I'm going to look at this safe tomorrow, I'm thinking of refinsihing it and having my buddy Jules restripe it. I'm also considering having him reletter it with the name of one of Paterson's Brewers and the company logo and using it as an end table in my living room. I may also have access to a second one which I would do the same thing with but I would use a different brewer for the second one...


----------



## epackage (Oct 10, 2012)

Thinking the Hinchliffe Eagle on a beer barrel would be cool to use above the lock, with Hinchliffe Brewing & Malting and Paterson NJ below like on the original...


----------



## epackage (Oct 10, 2012)

Considering the William T. Allen & Son Live & Let Live logo on the second in the same manner, thoughts???


----------



## andy volkerts (Oct 11, 2012)

[] cool idea Jim, can ya open it? both would look good as end tables......


----------



## epackage (Oct 11, 2012)

> ORIGINAL:  andy volkerts
> 
> [] cool idea Jim, can ya open it? both would look good as end tables......


 Yes Andy, both are in working order...


----------



## myersdiggers1998 (Oct 11, 2012)

I see floor jacks in your future!!![8D]


----------



## epackage (Oct 11, 2012)

It's not that big Gordon, it's only about 24" tall and about 20" wide and deep, between 250-300lbs., got it for 1/4 of the asking price,  I'm picking it up Saturday...


----------



## LC (Oct 12, 2012)

Hope your floor is concrete !


----------



## epackage (Oct 12, 2012)

> ORIGINAL:  L C
> 
> Hope your floor is concrete !


 Oak Lou...[]


----------



## LC (Oct 12, 2012)

Close !!


----------



## LC (Oct 12, 2012)

That's close I guess .


----------



## epackage (Oct 12, 2012)

I figure if the floor in the room it's gonna be in can handle 20 guys for a PPV fight it can handle a 250-330 pound safe...[]


----------



## LC (Oct 12, 2012)

Well , I hope you are right Jim lol .


----------



## cowseatmaize (Oct 12, 2012)

I gotta say I've never been a fan of restoration but it does sound like an OK idea for that.What's that about 2x2x3?


----------



## AntiqueMeds (Oct 12, 2012)

was that a cheaper quality safe or did the early ones often have the hinges on the outside?
 seems like a design weakness.
 I see a lot of early safe ads while looking at old periodicals. It was common to see "salamander proof" safes. I guess that meant you couldn't cut them open with a blow torch.

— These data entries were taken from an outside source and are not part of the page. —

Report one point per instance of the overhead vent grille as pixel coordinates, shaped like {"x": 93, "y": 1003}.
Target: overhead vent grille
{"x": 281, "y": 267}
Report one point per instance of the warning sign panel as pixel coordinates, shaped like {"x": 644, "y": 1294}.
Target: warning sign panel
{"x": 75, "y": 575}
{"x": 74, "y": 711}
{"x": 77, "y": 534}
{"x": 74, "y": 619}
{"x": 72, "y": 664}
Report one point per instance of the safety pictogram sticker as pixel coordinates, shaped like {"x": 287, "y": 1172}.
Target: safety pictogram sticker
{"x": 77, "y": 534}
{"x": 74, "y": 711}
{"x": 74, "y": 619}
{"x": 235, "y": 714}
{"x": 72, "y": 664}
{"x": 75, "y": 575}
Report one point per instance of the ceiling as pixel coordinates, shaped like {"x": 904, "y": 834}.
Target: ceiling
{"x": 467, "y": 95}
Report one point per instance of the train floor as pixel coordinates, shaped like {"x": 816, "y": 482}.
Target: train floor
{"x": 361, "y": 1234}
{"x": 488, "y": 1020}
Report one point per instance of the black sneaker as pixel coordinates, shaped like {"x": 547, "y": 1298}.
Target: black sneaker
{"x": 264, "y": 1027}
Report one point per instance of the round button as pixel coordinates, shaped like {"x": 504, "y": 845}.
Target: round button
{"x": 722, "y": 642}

If I was going to go at that one with a blow torch the hinges would be the obvious target.


----------



## epackage (Oct 12, 2012)

It's a typical TOC heavy duty safe and there are many you'll find with hinges like that Matt...


----------



## cowseatmaize (Oct 12, 2012)

So how big and how heavy? It looks like it may be small and weigh 100 lbs. or so. But hey, it's on wheels so what's it matter. 
 It's like putting a lock on a small fireproof today and some of those have carry handles.[][]


----------



## andy volkerts (Oct 13, 2012)

> ORIGINAL:  epackage
> 
> I figure if the floor in the room it's gonna be in can handle 20 guys for a PPV fight it can handle a 250-330 pound safe...[]


 [][] Now your gonna have to have a few less guys!!


----------



## epackage (Oct 13, 2012)

> ORIGINAL: cowseatmaize
> 
> So how big and how heavy? It looks like it may be small and weigh 100 lbs. or so. But hey, it's on wheels so what's it matter.
> It's like putting a lock on a small fireproof today and some of those have carry handles.[][]


 24" tall and about 250


----------



## Steve/sewell (Oct 14, 2012)

It may end up on your basement work bench.......where it would look stunning as well[8D]


----------



## epackage (Oct 14, 2012)

I don't know how all your homes are constructed, but up here in North Jersey it's 2x8's at 16" on center for floor joists, so I could probably stack a dozen of these on top of one another without worry...[]


----------